National Library of Medicine (NLM)


A component of the US National Institutes of Health (NIH), the National Library of Medicine is the world's largest biomedical library which traces its roots to 1836 and the commitment of the second US Army Surgeon General to purchase books and journals for active-duty medical officers. Today, the NLM maintains and makes available a vast collection of over twelve million books, journals, manuscripts, audiovisuals, and other forms of medical information. It also produces electronic information resources on a wide range of topics that are searched billions of times each year by millions of people around the globe. As a public institution with over one-hundred and-seventy-five years of experience in collecting materials and providing information and research services in all areas of biomedicine and health care, the NLM is committed to introducing more audiences to its unique holdings and rich sets of data. The NLM is also committed to developing new and innovative collaborations that engages its data and, in doing so, advance research, teaching, and public understanding of the past, present, and future of medical science and public health. 

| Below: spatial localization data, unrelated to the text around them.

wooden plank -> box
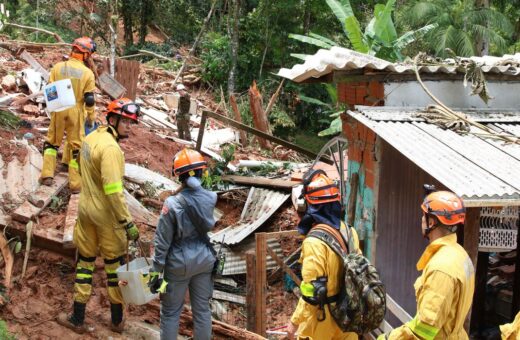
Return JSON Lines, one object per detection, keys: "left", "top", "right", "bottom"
{"left": 255, "top": 233, "right": 267, "bottom": 337}
{"left": 198, "top": 110, "right": 333, "bottom": 164}
{"left": 212, "top": 290, "right": 246, "bottom": 305}
{"left": 265, "top": 230, "right": 299, "bottom": 238}
{"left": 246, "top": 252, "right": 256, "bottom": 332}
{"left": 98, "top": 72, "right": 126, "bottom": 99}
{"left": 0, "top": 224, "right": 73, "bottom": 257}
{"left": 386, "top": 294, "right": 412, "bottom": 323}
{"left": 221, "top": 175, "right": 297, "bottom": 191}
{"left": 62, "top": 193, "right": 80, "bottom": 249}
{"left": 11, "top": 174, "right": 68, "bottom": 223}
{"left": 18, "top": 49, "right": 49, "bottom": 81}
{"left": 0, "top": 232, "right": 14, "bottom": 289}
{"left": 195, "top": 110, "right": 208, "bottom": 151}
{"left": 266, "top": 244, "right": 301, "bottom": 286}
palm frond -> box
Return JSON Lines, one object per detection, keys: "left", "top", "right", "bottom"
{"left": 450, "top": 29, "right": 475, "bottom": 57}
{"left": 470, "top": 24, "right": 507, "bottom": 52}
{"left": 288, "top": 33, "right": 335, "bottom": 49}
{"left": 408, "top": 2, "right": 442, "bottom": 26}
{"left": 466, "top": 8, "right": 514, "bottom": 36}
{"left": 299, "top": 95, "right": 332, "bottom": 108}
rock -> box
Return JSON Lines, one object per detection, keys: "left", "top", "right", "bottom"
{"left": 1, "top": 75, "right": 17, "bottom": 92}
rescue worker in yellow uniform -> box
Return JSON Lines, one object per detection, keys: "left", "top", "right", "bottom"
{"left": 287, "top": 170, "right": 361, "bottom": 340}
{"left": 500, "top": 312, "right": 520, "bottom": 340}
{"left": 40, "top": 36, "right": 97, "bottom": 192}
{"left": 56, "top": 98, "right": 141, "bottom": 334}
{"left": 379, "top": 186, "right": 475, "bottom": 340}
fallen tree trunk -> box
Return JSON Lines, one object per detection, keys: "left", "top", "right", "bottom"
{"left": 248, "top": 81, "right": 271, "bottom": 149}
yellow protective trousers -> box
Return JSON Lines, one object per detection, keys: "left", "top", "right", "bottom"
{"left": 41, "top": 106, "right": 83, "bottom": 191}
{"left": 73, "top": 206, "right": 127, "bottom": 305}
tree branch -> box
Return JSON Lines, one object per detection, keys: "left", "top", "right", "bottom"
{"left": 5, "top": 22, "right": 65, "bottom": 43}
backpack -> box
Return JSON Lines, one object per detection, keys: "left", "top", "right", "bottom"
{"left": 307, "top": 223, "right": 386, "bottom": 334}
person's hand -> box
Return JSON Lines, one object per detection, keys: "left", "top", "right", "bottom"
{"left": 124, "top": 221, "right": 139, "bottom": 241}
{"left": 286, "top": 321, "right": 297, "bottom": 340}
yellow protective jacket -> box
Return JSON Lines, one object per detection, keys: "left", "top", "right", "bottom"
{"left": 388, "top": 233, "right": 475, "bottom": 340}
{"left": 49, "top": 58, "right": 96, "bottom": 122}
{"left": 291, "top": 223, "right": 361, "bottom": 340}
{"left": 501, "top": 312, "right": 520, "bottom": 340}
{"left": 78, "top": 126, "right": 132, "bottom": 228}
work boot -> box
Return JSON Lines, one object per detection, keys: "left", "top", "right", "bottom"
{"left": 56, "top": 302, "right": 87, "bottom": 334}
{"left": 110, "top": 303, "right": 125, "bottom": 334}
{"left": 39, "top": 177, "right": 53, "bottom": 186}
{"left": 57, "top": 163, "right": 68, "bottom": 173}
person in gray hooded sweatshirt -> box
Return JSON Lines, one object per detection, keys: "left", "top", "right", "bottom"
{"left": 149, "top": 148, "right": 217, "bottom": 340}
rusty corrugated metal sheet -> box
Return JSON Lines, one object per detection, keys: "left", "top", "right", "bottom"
{"left": 348, "top": 109, "right": 520, "bottom": 206}
{"left": 211, "top": 187, "right": 290, "bottom": 245}
{"left": 217, "top": 237, "right": 284, "bottom": 276}
{"left": 277, "top": 47, "right": 520, "bottom": 83}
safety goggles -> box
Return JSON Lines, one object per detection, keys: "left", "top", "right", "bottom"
{"left": 122, "top": 103, "right": 140, "bottom": 116}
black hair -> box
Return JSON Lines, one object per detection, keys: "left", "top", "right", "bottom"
{"left": 179, "top": 169, "right": 203, "bottom": 183}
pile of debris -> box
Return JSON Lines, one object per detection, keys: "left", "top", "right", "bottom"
{"left": 0, "top": 40, "right": 334, "bottom": 338}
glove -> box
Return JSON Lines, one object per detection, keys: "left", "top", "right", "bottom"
{"left": 124, "top": 222, "right": 139, "bottom": 241}
{"left": 377, "top": 334, "right": 387, "bottom": 340}
{"left": 148, "top": 271, "right": 168, "bottom": 294}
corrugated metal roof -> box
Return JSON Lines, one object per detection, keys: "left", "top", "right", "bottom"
{"left": 277, "top": 47, "right": 520, "bottom": 83}
{"left": 348, "top": 109, "right": 520, "bottom": 206}
{"left": 211, "top": 187, "right": 290, "bottom": 245}
{"left": 217, "top": 237, "right": 284, "bottom": 276}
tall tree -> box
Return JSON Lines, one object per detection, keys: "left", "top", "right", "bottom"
{"left": 139, "top": 0, "right": 154, "bottom": 45}
{"left": 121, "top": 0, "right": 134, "bottom": 48}
{"left": 228, "top": 0, "right": 240, "bottom": 95}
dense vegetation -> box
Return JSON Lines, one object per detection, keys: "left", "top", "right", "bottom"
{"left": 1, "top": 0, "right": 518, "bottom": 143}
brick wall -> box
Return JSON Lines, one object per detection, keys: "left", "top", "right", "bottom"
{"left": 337, "top": 81, "right": 385, "bottom": 107}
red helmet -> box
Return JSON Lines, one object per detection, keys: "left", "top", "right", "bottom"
{"left": 172, "top": 148, "right": 207, "bottom": 176}
{"left": 304, "top": 172, "right": 340, "bottom": 205}
{"left": 72, "top": 37, "right": 97, "bottom": 55}
{"left": 421, "top": 191, "right": 465, "bottom": 225}
{"left": 105, "top": 98, "right": 140, "bottom": 123}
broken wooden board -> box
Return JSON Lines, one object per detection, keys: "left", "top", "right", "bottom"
{"left": 139, "top": 106, "right": 178, "bottom": 131}
{"left": 18, "top": 50, "right": 49, "bottom": 81}
{"left": 221, "top": 175, "right": 298, "bottom": 191}
{"left": 0, "top": 232, "right": 14, "bottom": 289}
{"left": 124, "top": 190, "right": 159, "bottom": 227}
{"left": 62, "top": 193, "right": 80, "bottom": 249}
{"left": 11, "top": 174, "right": 68, "bottom": 223}
{"left": 98, "top": 72, "right": 126, "bottom": 99}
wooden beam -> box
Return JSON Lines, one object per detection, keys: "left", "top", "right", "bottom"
{"left": 195, "top": 111, "right": 208, "bottom": 151}
{"left": 63, "top": 193, "right": 80, "bottom": 249}
{"left": 246, "top": 252, "right": 256, "bottom": 332}
{"left": 221, "top": 175, "right": 297, "bottom": 191}
{"left": 197, "top": 110, "right": 332, "bottom": 164}
{"left": 0, "top": 232, "right": 14, "bottom": 289}
{"left": 347, "top": 172, "right": 359, "bottom": 227}
{"left": 266, "top": 244, "right": 301, "bottom": 286}
{"left": 11, "top": 174, "right": 68, "bottom": 223}
{"left": 255, "top": 233, "right": 267, "bottom": 337}
{"left": 463, "top": 207, "right": 481, "bottom": 331}
{"left": 265, "top": 230, "right": 299, "bottom": 239}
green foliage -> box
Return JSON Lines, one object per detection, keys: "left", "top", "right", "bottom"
{"left": 0, "top": 110, "right": 21, "bottom": 130}
{"left": 201, "top": 144, "right": 235, "bottom": 191}
{"left": 200, "top": 32, "right": 231, "bottom": 87}
{"left": 401, "top": 0, "right": 514, "bottom": 57}
{"left": 0, "top": 320, "right": 15, "bottom": 340}
{"left": 290, "top": 0, "right": 436, "bottom": 61}
{"left": 49, "top": 195, "right": 66, "bottom": 213}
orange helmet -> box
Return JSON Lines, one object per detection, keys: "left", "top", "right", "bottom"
{"left": 172, "top": 148, "right": 207, "bottom": 176}
{"left": 72, "top": 37, "right": 97, "bottom": 55}
{"left": 104, "top": 98, "right": 140, "bottom": 123}
{"left": 421, "top": 190, "right": 465, "bottom": 225}
{"left": 304, "top": 172, "right": 341, "bottom": 205}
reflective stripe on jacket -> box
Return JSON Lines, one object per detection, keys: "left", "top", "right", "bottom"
{"left": 388, "top": 233, "right": 475, "bottom": 340}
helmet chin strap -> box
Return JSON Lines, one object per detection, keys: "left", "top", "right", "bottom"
{"left": 108, "top": 115, "right": 124, "bottom": 141}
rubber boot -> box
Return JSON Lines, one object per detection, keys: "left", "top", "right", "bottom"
{"left": 110, "top": 303, "right": 125, "bottom": 333}
{"left": 56, "top": 301, "right": 87, "bottom": 334}
{"left": 68, "top": 149, "right": 81, "bottom": 193}
{"left": 40, "top": 144, "right": 58, "bottom": 185}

A complete listing of all NLM databases and related resources & APIs, is available at:   

Of particular interest to digital humanists will be XML datasets and associated DTDs from:

  • The NLM’s IndexCat™ database, which encompasses more than 3.7 million history of medicine bibliographic items spanning five centuries, covering a wide range of subjects such as the basic sciences, scientific research, civilian and military medicine, public health, and hospital administration
  • Two unique collections, encompassing over 42,000 records of incipits, or the beginning words of a medieval manuscript or early printed book, covering various medical and scientific writings on topics as diverse as astronomy, astrology, geometry, agriculture, household skills, book production, occult science, natural science, and mathematics, as these disciplines and others were largely intermingled in the medieval period of European history.
  • MEDLINE®/PubMed® data, which includes over 22 million references to biomedical and life sciences journal articles back to 1946, and, for some journals, much earlier.